Vous êtes du Haut Ogooué. Comment expliquez-vous que cette province soit toujours marginalisée et ses ressortissants souvent victimes de l’ostracisme ?

Cette question est très récurrente dans mes interviews et je me suis déjà longuement exprimé sur ce sujet. C’est un procès très injuste et inquisitorial qui est toujours fait contre cette province qui a souffert et qui souffre davantage le martyre. En effet, c’est dans cette province que de valeureux cadres civils et militaires sont liquidés comme des moustiques. Et les Gabonais le savent très bien. Cette province, à l’instar de huit autres, n’a connu aucun développement : Les infrastructures routières, sanitaires et éducatives sont inexistantes. La précarité, la mendicité, le chômage des jeunes et la pauvreté prennent chaque jour une dimension dévalorisante. L’habitat constitue l’extériorisation du mal vivre avec des maisons en terre battue, tôles en haut, tôles en bas dans un climat équatorial chaud et humide. 

Le Haut Ogooué compte à ce jour 91 exilés politiques sur les 657 que compte le Gabon en France. Cette liste s’allonge de jour en jour.

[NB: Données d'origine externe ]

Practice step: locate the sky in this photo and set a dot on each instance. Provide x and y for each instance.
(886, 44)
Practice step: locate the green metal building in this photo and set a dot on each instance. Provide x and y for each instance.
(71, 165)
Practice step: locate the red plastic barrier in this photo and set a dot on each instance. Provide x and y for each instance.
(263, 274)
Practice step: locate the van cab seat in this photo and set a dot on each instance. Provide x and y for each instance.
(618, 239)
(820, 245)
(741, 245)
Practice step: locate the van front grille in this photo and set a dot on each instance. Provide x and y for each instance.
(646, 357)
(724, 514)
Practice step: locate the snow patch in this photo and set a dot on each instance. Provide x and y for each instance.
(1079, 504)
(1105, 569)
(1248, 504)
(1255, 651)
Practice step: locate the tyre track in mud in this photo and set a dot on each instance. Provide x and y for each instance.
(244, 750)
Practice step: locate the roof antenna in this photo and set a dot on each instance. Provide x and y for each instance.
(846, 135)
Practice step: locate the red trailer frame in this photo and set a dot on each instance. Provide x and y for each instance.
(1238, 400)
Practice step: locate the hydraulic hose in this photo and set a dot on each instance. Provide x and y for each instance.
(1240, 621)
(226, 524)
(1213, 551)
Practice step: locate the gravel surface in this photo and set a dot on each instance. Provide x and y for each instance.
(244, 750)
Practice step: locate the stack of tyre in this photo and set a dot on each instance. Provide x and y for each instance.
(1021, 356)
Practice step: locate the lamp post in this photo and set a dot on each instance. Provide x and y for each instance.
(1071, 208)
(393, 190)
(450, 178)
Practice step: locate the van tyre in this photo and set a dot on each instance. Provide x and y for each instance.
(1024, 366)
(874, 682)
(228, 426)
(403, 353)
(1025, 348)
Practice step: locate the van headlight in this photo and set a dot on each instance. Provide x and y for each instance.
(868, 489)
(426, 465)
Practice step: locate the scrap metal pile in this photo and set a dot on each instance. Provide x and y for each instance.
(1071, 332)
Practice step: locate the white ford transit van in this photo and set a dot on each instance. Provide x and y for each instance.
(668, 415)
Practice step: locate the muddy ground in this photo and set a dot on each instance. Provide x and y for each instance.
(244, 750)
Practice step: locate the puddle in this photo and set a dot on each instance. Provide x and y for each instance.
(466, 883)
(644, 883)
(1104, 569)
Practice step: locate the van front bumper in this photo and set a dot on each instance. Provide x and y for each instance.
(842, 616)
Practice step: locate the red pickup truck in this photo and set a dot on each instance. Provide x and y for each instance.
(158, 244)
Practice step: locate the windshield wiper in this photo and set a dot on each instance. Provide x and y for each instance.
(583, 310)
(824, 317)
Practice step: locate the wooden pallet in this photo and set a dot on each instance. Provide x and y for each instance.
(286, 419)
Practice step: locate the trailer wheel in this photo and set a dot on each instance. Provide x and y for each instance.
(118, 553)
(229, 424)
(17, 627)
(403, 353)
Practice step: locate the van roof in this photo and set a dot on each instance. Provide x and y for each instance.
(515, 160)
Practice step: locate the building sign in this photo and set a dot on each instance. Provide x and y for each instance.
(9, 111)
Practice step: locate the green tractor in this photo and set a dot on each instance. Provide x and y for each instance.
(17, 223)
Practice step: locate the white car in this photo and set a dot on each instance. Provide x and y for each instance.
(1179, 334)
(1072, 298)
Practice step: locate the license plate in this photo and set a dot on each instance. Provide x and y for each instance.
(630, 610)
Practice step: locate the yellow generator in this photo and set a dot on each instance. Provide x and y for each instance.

 Le Haut Ogooué compte aussi des prisonniers politiques dont mon ami Pascal Oyougou qui totalise deux ans de souffrance comme Zibi, Amiang Washington et les autres. Si l’accueil reçu par Laccruche dans la Nyanga, Moyen-Ogooué et le Woleu Ntem s’était produit dans le Haut-Ogooué, la marginalisation devait atteindre le Zénith. 

Votre mot de fin.

Abraham Lincoln déclarait « …Presque tous les hommes peuvent faire face à l’adversité ; mais si vous voulez tester la capacité de quelqu’un donnez-lui le pouvoir ». Et il ajoute : » Ce que je veux savoir avant tout ce n’est pas si vous avez échoué mais si vous avez su accepter votre échec. « Le Gabon est au fond des océans du fait des politiques aventureuses, du népotisme, de la gabegie et surtout de la mal gouvernance. L’échec est patent et incontestable.  Il est donc grand temps de mutualiser et d’encadrer toutes les intelligences et les énergies des Gabonais de tous bords pour sauver notre pays.